What could’ve been in 2010 had a leg injury not slowed his training? Or, perhaps, what almost was in 2006, when he finished third, just two-and-a-half minutes behind eventual four-time winner, Kenyan Robert Cheruiyot.
“Do I still think about Boston?” Keflezighi asks back Friday morning while in a conference room at Back Bay’s , a mere few hundred feet from the Boylston Street, blue-and-yellow finish line.
“Let me show you something.”
Keflezighi reaches into his pocket and pulls out his phone. He immediately flips to a self-taken photograph of Kenmore Square’s iconic “Citgo” sign, well-known to Boston marathoners as the one-mile-to-go mark.
“That’s the view from my hotel room,” he says, “so, yes, I still think about Boston.”
Keflezighi was in town, along with fellow London-bound marathoner Ryan Hall and former Boston Marathon winner, Wayland High School’s Alberto Salazar, to speak to and run with a group of John Hancock employees Thursday who are running the upcoming Boston Marathon for charity.
On Friday morning, Keflezighi was at the Lenox Hotel shooting a commercial for Generation UCAN, a sports energy drink that he endorses, and, later that night, he planned to be at the Boston Celtics, New York Knicks game at the TD Garden.
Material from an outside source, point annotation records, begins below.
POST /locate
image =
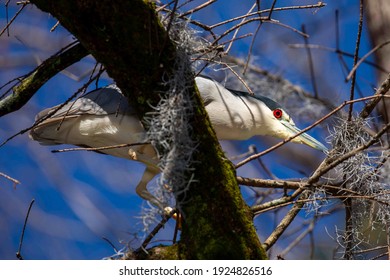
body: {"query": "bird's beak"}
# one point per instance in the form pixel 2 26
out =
pixel 304 138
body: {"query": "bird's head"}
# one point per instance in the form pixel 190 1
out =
pixel 281 125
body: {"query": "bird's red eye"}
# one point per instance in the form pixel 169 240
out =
pixel 278 113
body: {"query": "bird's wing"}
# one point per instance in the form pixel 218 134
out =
pixel 104 101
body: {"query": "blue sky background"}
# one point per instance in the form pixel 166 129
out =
pixel 81 197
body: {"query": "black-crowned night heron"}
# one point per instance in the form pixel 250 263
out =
pixel 104 118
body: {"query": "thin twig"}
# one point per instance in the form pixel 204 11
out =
pixel 100 148
pixel 18 253
pixel 364 57
pixel 355 59
pixel 159 226
pixel 10 178
pixel 13 18
pixel 311 64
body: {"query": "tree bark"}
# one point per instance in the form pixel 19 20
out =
pixel 128 39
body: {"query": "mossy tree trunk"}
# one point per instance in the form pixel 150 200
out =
pixel 127 38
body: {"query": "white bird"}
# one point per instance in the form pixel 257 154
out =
pixel 103 118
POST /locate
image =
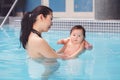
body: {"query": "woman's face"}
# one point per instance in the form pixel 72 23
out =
pixel 77 36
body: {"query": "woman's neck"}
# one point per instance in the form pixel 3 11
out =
pixel 36 32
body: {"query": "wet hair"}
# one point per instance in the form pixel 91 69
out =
pixel 78 27
pixel 29 19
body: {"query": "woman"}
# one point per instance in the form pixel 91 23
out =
pixel 42 58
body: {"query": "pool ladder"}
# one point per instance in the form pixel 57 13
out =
pixel 10 10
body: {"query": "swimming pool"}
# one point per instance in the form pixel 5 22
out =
pixel 101 63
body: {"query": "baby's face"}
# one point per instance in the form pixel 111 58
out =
pixel 77 36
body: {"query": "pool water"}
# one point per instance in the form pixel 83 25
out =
pixel 100 63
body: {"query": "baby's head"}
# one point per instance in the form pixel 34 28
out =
pixel 78 27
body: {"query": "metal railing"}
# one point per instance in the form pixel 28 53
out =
pixel 10 10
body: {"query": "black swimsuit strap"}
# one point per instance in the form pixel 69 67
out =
pixel 36 32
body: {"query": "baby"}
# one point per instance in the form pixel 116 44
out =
pixel 75 44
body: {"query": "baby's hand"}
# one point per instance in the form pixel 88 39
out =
pixel 89 47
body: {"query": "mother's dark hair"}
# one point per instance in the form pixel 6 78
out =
pixel 29 19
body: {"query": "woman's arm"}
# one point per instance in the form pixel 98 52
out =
pixel 63 41
pixel 45 50
pixel 88 46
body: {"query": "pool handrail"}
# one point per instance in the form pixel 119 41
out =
pixel 8 13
Life has been busy for Keflezighi since his recent, Jan. 14 win at the U.S. Olympic Marathon Trial in Houston (Hall was second, Abdi Abdirahman third). But, it has also been good.
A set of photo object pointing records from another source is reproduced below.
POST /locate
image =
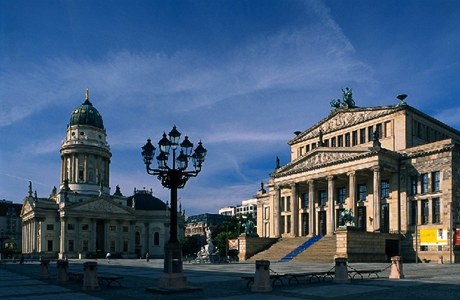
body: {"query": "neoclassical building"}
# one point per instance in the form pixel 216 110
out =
pixel 394 167
pixel 82 217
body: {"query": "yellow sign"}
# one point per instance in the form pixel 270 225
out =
pixel 433 236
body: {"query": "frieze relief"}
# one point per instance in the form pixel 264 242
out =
pixel 345 119
pixel 319 159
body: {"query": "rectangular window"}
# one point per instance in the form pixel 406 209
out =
pixel 436 211
pixel 413 212
pixel 50 245
pixel 435 181
pixel 322 198
pixel 370 133
pixel 413 185
pixel 305 200
pixel 378 128
pixel 424 179
pixel 362 136
pixel 362 192
pixel 341 195
pixel 354 138
pixel 425 212
pixel 385 189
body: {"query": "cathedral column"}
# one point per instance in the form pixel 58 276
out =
pixel 147 235
pixel 63 238
pixel 352 192
pixel 330 225
pixel 294 210
pixel 312 208
pixel 276 212
pixel 376 202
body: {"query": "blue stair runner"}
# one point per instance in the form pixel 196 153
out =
pixel 300 249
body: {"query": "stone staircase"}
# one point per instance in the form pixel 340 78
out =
pixel 321 251
pixel 279 249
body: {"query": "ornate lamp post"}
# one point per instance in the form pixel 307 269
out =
pixel 173 172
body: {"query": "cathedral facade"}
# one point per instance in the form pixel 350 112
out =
pixel 82 218
pixel 388 169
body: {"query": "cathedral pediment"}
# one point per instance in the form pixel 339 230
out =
pixel 321 158
pixel 99 205
pixel 342 118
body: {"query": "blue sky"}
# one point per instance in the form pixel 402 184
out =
pixel 242 76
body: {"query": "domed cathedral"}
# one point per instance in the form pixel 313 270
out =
pixel 85 153
pixel 81 218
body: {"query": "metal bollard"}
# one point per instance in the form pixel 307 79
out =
pixel 396 271
pixel 62 266
pixel 44 264
pixel 262 277
pixel 90 282
pixel 341 271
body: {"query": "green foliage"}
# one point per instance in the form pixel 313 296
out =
pixel 192 244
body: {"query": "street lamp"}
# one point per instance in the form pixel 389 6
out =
pixel 173 173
“I’m enjoying it,” Keflezighi said, “and I’m starting to feel better, recovered from the trials.”
At 36, Keflezighi, who will soon be a three-time Olympian, was the oldest American ever to win the marathon trial. He did so in a personal best time of 2:09:08, or roughly 4:55 mile pace, and on a short recovery from the ING New York City Marathon in November, where he was sixth.
Keflezighi’s resume is impressive, an Olympic silver medal in the marathon at the 2004 Athens games, a New York City Marathon win in 2009, and a one-time American Record in the 10,000-meter, 27:31.98 (4:23 mile pace).
However, one thing is still missing.
“Boston’s the one thing that’s not on my resume,” said Keflezighi, who trains with coach Bob Larsen in Mammoth Lakes, Calif.
No American man has won Boston since Greg Meyer did so in 1983. But then again, no American man had medaled in the Olympic marathon before Keflezighi since 1976, nor won New York City since 1982.
For now, Keflezighi said all of his energy is focused on representing his country in London, but after that, who knows.
“I am craving [Boston],” he said, “and, if the right opportunity presents itself, I’ll go for it.”